Hay trenes que se cansan, pero raramente se equivocan. Santiago, ochenta muertos. Enrique Beotas entre ellos, que buscaba el aire y la grandeza de su ciudad adoptada. El romanticismo del viaje está en el tren. Los andenes de la espera y de la despedida. Chesterton era poco puntual y perdía los trenes. «La mejor manera de subir a un tren es perder el anterior». En Santiago el tren trazó una curva a cien kilómetros por hora de sobranza. Y el pavor, la tristeza, la indignación, la tragedia. Mi vida siempre ha sido bien tratada por los trenes. El Talgo de mi juventud, rumbo a San Sebastián o de vuelta a Madrid. El Talgo en cuyo último vagón se ocupaban dos sillones para admirar el paisaje que se dejaba atrás. El coche-cama que dejaba de traquetear y se balanceaba en la gran bodega del barco que cruzaba el Canal de La Mancha, entre Dover y Calais-Maritime. El viaje en tren más duradero de mi vida. Entre la estación de Atocha de Madrid y San Fernando, Cádiz, Real Isla de León, veintiseis horas en el convoy militar que me llevaba al Servicio Militar. Los trenes militares, con prioridad en tiempos de guerra o de emergencias, ceden en la paz su turno a todos los demás trenes. El tren que llega a Salzburgo, entre paisajes de Mozart. Aquellos coches-restaurantes de Wagons Lits, «Companhia dos Carruagens-Camas e os Grandes Expressos Europeos». El Tren que alcanza Lisboa, bellísima y amada sede de una Dictadura que para muchos españoles era esperanza de libertad. El cine es un tren, un andén, o un beso de adiós y el amor que se aleja. Tren de huida. De Moscú a San Petersburgo, el tren de la melancolía. El «Golden Arrow», un salón inglés de Dover a Londres mientras se disfruta del mejor té de Inglaterra.
Maquinistas de la nobleza. Con su mono azul ennegrecido por el carbón y el pañuelo al cuello, hace su entrada en Hendaya, procedente de Madrid, el tren conducido por el duque de Zaragoza. Años más tarde le tomaría el relevo el conde de Alcubierre, que a sí mismo se motejaba, ya retirado, «Maquinavieja». Los tiempos cambian. El que se despide de su ser amado, y le coloca las maletas, y le da instrucciones, y no se apercibe de que el tren se ha puesto en marcha. «Adiós, mi amor, que pierdo el andén».

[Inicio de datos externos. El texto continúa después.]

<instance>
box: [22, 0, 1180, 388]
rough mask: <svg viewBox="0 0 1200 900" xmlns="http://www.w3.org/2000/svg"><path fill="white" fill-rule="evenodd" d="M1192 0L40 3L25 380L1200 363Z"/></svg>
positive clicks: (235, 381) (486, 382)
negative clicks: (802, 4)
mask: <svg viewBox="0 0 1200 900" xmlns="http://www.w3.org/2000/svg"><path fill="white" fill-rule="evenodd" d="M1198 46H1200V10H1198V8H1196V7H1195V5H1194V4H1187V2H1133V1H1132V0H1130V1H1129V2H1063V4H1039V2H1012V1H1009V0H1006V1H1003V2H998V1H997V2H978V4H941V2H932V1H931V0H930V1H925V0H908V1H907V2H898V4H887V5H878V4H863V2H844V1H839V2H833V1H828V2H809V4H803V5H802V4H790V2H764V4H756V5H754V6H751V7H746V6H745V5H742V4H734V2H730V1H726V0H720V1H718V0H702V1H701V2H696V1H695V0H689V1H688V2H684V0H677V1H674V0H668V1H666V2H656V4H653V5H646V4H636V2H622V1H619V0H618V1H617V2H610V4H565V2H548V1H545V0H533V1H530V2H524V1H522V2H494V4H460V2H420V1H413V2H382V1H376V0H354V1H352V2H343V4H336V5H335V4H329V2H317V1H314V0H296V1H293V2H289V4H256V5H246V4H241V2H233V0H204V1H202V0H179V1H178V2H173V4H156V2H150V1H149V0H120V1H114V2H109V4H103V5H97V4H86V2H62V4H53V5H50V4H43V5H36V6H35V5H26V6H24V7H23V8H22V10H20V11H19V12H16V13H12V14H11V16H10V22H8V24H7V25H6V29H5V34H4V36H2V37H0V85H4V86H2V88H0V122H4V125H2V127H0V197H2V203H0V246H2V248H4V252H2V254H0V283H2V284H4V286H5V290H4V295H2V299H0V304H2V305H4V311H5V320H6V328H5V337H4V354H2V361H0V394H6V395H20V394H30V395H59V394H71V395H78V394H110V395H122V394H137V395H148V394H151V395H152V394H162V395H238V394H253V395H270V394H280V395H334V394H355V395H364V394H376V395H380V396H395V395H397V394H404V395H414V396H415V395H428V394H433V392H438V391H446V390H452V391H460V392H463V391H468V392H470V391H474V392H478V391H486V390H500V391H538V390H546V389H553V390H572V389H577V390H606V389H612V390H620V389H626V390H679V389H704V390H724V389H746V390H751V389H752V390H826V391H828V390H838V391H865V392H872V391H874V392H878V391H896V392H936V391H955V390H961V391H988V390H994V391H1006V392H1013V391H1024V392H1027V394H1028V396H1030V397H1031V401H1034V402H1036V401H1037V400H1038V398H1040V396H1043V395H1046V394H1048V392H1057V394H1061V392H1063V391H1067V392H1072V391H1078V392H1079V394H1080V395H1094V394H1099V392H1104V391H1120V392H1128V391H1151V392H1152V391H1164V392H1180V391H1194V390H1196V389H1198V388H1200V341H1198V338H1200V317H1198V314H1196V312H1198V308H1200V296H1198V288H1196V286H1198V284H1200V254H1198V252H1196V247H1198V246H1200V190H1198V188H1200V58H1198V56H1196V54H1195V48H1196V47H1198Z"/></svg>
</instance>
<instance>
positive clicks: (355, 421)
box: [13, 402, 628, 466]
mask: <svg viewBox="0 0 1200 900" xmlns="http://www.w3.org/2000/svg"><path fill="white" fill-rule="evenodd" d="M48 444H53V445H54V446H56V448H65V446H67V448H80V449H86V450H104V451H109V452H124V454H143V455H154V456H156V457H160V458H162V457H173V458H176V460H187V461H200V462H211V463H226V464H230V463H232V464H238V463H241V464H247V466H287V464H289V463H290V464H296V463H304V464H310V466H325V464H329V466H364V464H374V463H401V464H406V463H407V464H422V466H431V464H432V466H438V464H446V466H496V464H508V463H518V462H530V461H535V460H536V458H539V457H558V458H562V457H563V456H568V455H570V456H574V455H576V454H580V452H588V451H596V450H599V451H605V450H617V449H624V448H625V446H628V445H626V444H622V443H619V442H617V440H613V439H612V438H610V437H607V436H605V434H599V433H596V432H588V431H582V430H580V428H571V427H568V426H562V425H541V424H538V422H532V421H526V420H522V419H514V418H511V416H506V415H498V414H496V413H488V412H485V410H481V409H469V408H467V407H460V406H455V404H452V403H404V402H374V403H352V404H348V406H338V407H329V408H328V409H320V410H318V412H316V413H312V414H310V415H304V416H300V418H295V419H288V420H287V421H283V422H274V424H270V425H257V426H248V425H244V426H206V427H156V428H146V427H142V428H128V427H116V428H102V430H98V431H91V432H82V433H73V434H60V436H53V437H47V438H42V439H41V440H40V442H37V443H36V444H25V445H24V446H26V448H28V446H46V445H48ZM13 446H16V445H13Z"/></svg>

El tren es el viaje, el placer de los paisajes adivinados, y para una gran mayoría de usuarios, el primer instrumento de su trabajo, y en las vacaciones, el seguro amigo hacia el descanso.
Pero de vez en cuando, inesperadamente, el tren se convierte en el amasijo de hierros de la muerte. Y no porque el tren así lo decida, sino por el exceso de confianza de los hombres. Al maquinista del Alvia que circulaba a mucha mayor velocidad de la establecida le aguarda el turno de sus explicaciones ante el juez. No me gustaría estar en su piel ni conocer los rincones de su conciencia. Así está marcado el destino. Será, lo es con toda seguridad, un profesional reputado, un buen marido, un buen padre y un buen amigo de los suyos. Pero unos segundos de debilidad, de exceso de confianza –y como se ha leído en sus mensajes–, de imprudencia sostenida por su mucha experiencia, pueden determinar la muerte de decenas de personas y el desconsuelo inesperado de sus familias. Que si el tramo, que si el cambio de vía, que si el muro... Lo cierto es que todos los que hemos visto horrorizados las imágenes del desastre sabemos, o intuimos, que el tren no ha sido el responsable del accidente, ni la vía, ni el muro.
Exceptuando a unos pocos comentaristas oportunistas y malnacidos, y alguna política de reacciones repugnantes, he visto a toda una nación unida –al fin– por el dolor. Estos accidentes traen mucha cola.
Tan larga como la tristeza. Quizá, libre de la pérdida de un ser querido, se puede ser más misericordioso, y también es bueno, recomendable y sano reparar en la tragedia personal de quien tiene todas las cartas para ser considerado culpable. Un accidente de tren rompe los esquemas de cualquiera, porque nadie que accede a él se siente asustado. A trescientos por hora circulan los AVE con la acostumbrada naturalidad de sus pasajeros. Por ello, impresiona más que un accidente aéreo. Los que se fueron de este mundo en la maldita curva de la Grandeira se habían incorporado de sus asientos y aguardaban de pie el fin de su trayecto.
Un mal segundo y nada. Pero los trenes, casi siempre, son también víctimas inocentes.